Federal regulators are giving benefits groups more time to react to a proposal that could make some self-insured health plans with data standards problems pay fines of up to $40 per covered life per year.
The U.S. Department of Health and Human Services is extending the comment period for the proposal to April 3, from March 3.
The proposal, which appeared in the Federal Register on Jan. 2, would require “controlling health plans” to show they comply with the Health Insurance Portability and Accountability Act standards for three types of electronic plan communications.
The HIPAA transaction standards apply to health plan eligibility information, claim status information and electronic funds transfers and remittance advice.

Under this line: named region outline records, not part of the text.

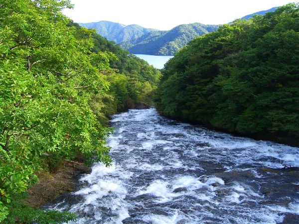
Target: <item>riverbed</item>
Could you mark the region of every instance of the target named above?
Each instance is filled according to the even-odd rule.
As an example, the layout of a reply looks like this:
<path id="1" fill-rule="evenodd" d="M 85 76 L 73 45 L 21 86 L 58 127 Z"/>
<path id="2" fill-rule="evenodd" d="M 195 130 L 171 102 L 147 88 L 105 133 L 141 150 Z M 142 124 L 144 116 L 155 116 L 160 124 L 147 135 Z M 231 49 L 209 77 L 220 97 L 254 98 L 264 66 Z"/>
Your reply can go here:
<path id="1" fill-rule="evenodd" d="M 113 158 L 52 209 L 76 224 L 299 223 L 299 148 L 209 130 L 155 109 L 112 116 Z"/>

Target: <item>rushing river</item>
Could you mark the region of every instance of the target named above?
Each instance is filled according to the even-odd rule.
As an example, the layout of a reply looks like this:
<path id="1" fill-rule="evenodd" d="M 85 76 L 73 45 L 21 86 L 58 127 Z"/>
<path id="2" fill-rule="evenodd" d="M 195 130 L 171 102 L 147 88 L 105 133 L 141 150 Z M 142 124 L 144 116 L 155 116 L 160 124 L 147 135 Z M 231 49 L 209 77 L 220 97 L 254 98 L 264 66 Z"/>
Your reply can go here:
<path id="1" fill-rule="evenodd" d="M 299 148 L 181 123 L 154 109 L 111 122 L 112 166 L 94 164 L 78 191 L 52 207 L 77 214 L 74 223 L 299 223 Z"/>

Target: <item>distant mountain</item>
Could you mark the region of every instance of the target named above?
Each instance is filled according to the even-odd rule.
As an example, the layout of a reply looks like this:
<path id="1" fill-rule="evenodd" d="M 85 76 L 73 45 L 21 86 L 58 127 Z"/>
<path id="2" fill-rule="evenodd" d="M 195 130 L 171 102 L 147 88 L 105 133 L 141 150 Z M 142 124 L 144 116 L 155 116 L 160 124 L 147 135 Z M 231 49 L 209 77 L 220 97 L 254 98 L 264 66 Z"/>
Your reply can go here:
<path id="1" fill-rule="evenodd" d="M 138 38 L 150 32 L 156 30 L 143 27 L 138 25 L 126 26 L 109 21 L 100 21 L 88 23 L 79 23 L 88 29 L 95 29 L 97 32 L 109 40 L 121 43 Z"/>
<path id="2" fill-rule="evenodd" d="M 271 11 L 275 11 L 277 8 L 278 8 L 278 7 L 273 7 L 272 8 L 270 8 L 270 9 L 268 9 L 268 10 L 265 10 L 264 11 L 260 11 L 257 12 L 255 12 L 254 13 L 245 15 L 245 16 L 243 16 L 242 18 L 241 18 L 241 19 L 248 19 L 251 18 L 252 16 L 253 16 L 255 15 L 265 15 L 267 12 L 270 12 Z"/>
<path id="3" fill-rule="evenodd" d="M 121 45 L 134 54 L 173 55 L 192 39 L 218 29 L 199 23 L 179 25 L 169 31 L 154 31 Z"/>
<path id="4" fill-rule="evenodd" d="M 277 7 L 246 15 L 248 19 L 256 14 L 264 15 L 275 11 Z M 173 55 L 192 39 L 218 29 L 218 25 L 199 23 L 179 25 L 168 31 L 143 27 L 138 25 L 128 26 L 109 21 L 79 23 L 88 28 L 96 29 L 98 34 L 109 40 L 119 43 L 134 54 Z"/>

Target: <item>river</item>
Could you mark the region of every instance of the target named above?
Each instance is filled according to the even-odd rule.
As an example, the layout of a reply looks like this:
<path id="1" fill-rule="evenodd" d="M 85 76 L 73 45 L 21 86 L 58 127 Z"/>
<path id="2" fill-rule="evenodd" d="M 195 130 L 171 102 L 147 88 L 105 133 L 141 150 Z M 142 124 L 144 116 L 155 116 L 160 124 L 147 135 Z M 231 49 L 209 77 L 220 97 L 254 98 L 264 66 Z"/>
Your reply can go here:
<path id="1" fill-rule="evenodd" d="M 173 57 L 173 56 L 150 55 L 148 54 L 136 54 L 135 55 L 147 61 L 149 64 L 158 69 L 164 68 L 165 63 L 170 58 Z"/>
<path id="2" fill-rule="evenodd" d="M 73 223 L 299 223 L 299 148 L 153 109 L 115 115 L 111 123 L 112 165 L 95 164 L 77 192 L 51 207 L 77 214 Z"/>

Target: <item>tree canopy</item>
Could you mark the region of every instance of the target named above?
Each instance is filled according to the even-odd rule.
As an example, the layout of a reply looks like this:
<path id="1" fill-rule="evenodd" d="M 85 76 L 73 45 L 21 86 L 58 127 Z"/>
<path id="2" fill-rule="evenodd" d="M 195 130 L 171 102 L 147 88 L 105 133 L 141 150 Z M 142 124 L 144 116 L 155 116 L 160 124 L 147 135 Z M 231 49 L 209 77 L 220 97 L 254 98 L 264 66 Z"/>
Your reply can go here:
<path id="1" fill-rule="evenodd" d="M 0 3 L 1 223 L 73 220 L 21 203 L 36 172 L 78 156 L 109 165 L 106 116 L 146 100 L 159 78 L 144 61 L 72 23 L 61 13 L 71 7 L 64 0 Z"/>
<path id="2" fill-rule="evenodd" d="M 299 135 L 299 9 L 237 20 L 191 41 L 166 64 L 158 110 L 246 135 Z"/>

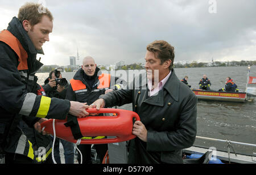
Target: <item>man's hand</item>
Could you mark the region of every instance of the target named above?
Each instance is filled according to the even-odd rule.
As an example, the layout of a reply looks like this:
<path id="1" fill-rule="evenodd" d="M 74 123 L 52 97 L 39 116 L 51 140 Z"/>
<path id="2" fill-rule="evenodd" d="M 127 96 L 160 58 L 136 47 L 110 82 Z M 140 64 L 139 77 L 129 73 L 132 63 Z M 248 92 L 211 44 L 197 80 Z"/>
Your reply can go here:
<path id="1" fill-rule="evenodd" d="M 38 131 L 39 133 L 41 133 L 42 132 L 42 129 L 41 129 L 41 123 L 46 121 L 48 120 L 48 119 L 47 118 L 42 118 L 41 119 L 40 119 L 36 123 L 35 123 L 34 125 L 34 127 L 35 128 L 35 129 Z M 46 135 L 47 133 L 45 131 L 43 131 L 43 133 L 42 133 L 42 134 L 43 135 Z"/>
<path id="2" fill-rule="evenodd" d="M 86 105 L 87 103 L 81 103 L 77 101 L 70 101 L 70 109 L 68 112 L 71 115 L 81 118 L 89 115 L 86 111 L 89 108 L 89 106 Z"/>
<path id="3" fill-rule="evenodd" d="M 49 86 L 51 86 L 51 88 L 53 88 L 56 86 L 56 82 L 54 79 L 51 79 L 48 84 Z"/>
<path id="4" fill-rule="evenodd" d="M 104 108 L 105 101 L 102 99 L 100 99 L 93 102 L 89 108 L 96 108 L 97 110 L 100 110 L 101 108 Z M 96 116 L 97 113 L 90 113 L 90 116 Z"/>
<path id="5" fill-rule="evenodd" d="M 105 91 L 105 94 L 107 94 L 108 93 L 109 93 L 111 91 L 113 91 L 113 89 L 109 89 L 106 90 L 106 91 Z"/>
<path id="6" fill-rule="evenodd" d="M 93 102 L 89 106 L 89 108 L 96 108 L 97 110 L 100 110 L 100 108 L 104 108 L 105 101 L 103 99 L 99 99 Z"/>
<path id="7" fill-rule="evenodd" d="M 142 141 L 147 142 L 147 130 L 141 121 L 137 121 L 134 122 L 131 133 L 137 135 Z"/>
<path id="8" fill-rule="evenodd" d="M 57 85 L 57 91 L 58 92 L 61 92 L 64 89 L 64 86 L 60 86 L 60 84 Z"/>

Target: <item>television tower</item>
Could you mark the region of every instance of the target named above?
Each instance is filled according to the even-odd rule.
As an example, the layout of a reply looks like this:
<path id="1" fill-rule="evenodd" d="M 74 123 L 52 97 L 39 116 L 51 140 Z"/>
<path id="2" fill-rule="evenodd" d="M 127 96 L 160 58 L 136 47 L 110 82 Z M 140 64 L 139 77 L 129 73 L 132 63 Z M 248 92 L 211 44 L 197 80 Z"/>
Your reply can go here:
<path id="1" fill-rule="evenodd" d="M 77 56 L 76 57 L 76 59 L 77 59 L 77 60 L 79 60 L 79 54 L 78 52 L 78 48 L 77 48 Z"/>

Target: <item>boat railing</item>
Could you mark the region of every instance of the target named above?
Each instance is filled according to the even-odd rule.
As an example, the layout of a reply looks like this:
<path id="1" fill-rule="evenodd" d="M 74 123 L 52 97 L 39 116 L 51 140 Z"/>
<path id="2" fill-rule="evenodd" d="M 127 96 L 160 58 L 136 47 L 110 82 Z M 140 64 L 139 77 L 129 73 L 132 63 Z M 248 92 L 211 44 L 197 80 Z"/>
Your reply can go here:
<path id="1" fill-rule="evenodd" d="M 240 144 L 240 145 L 245 145 L 245 146 L 252 146 L 252 147 L 256 147 L 256 144 L 251 144 L 251 143 L 234 142 L 234 141 L 228 140 L 221 140 L 221 139 L 214 139 L 214 138 L 208 138 L 208 137 L 204 137 L 204 136 L 196 136 L 196 138 L 197 139 L 205 139 L 205 140 L 212 140 L 212 141 L 217 141 L 217 142 L 220 142 L 234 143 L 234 144 Z"/>

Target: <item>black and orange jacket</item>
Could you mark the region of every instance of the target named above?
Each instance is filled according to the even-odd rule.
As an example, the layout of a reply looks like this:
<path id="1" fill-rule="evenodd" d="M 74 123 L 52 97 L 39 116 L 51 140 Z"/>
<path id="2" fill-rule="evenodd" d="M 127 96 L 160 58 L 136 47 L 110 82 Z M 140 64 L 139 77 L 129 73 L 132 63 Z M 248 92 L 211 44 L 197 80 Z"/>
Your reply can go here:
<path id="1" fill-rule="evenodd" d="M 231 79 L 226 83 L 224 90 L 229 92 L 235 92 L 237 88 L 237 86 L 234 83 L 233 79 Z"/>
<path id="2" fill-rule="evenodd" d="M 68 100 L 36 95 L 35 74 L 43 65 L 38 53 L 43 52 L 36 50 L 21 23 L 13 18 L 0 33 L 0 147 L 32 159 L 32 144 L 19 126 L 22 116 L 30 117 L 25 117 L 30 123 L 37 117 L 64 119 L 70 108 Z"/>
<path id="3" fill-rule="evenodd" d="M 94 76 L 93 79 L 91 80 L 93 83 L 92 86 L 85 78 L 85 74 L 84 70 L 80 69 L 73 78 L 70 80 L 69 87 L 67 90 L 66 99 L 87 103 L 87 104 L 90 105 L 101 95 L 105 94 L 106 90 L 110 88 L 118 89 L 122 87 L 123 80 L 112 76 L 108 74 L 101 74 L 98 67 L 96 68 L 95 74 L 99 75 Z"/>
<path id="4" fill-rule="evenodd" d="M 119 83 L 118 83 L 119 82 Z M 86 75 L 82 69 L 79 69 L 67 90 L 66 99 L 92 104 L 98 97 L 105 94 L 108 89 L 118 89 L 123 87 L 123 80 L 115 78 L 108 74 L 102 74 L 100 69 L 96 67 L 94 75 Z M 69 114 L 70 115 L 70 114 Z M 99 116 L 102 116 L 100 114 Z M 82 139 L 102 139 L 104 136 L 84 136 Z"/>

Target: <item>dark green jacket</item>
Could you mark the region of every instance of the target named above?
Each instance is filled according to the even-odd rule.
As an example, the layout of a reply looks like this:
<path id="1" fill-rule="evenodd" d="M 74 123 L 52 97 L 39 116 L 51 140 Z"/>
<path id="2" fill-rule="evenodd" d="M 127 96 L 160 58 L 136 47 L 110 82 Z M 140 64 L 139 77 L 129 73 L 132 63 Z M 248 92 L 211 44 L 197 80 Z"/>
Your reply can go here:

The normal cap on data standards-related fines would be $1 per day per covered life, up to $20 per year. The $40 cap would apply only when a plan was guilty of misrepresentation of whether or not it was in compliance with the standards.
Carriers already have had to comply with similar regulations. The new regs are different because they also would apply to many self-insured plans that haven’t had to comply with earlier HIPAA data standards regulations, officials wrote in a new notice.
Many of the plans, including self-insureds, haven’t been affected by the earlier regs because they don’t directly conduct HIPAA-covered transactions, officials say.
HHS is extending the proposal comment period to give benefits groups more time to understand the proposal and solicit feedback from their members, officials say.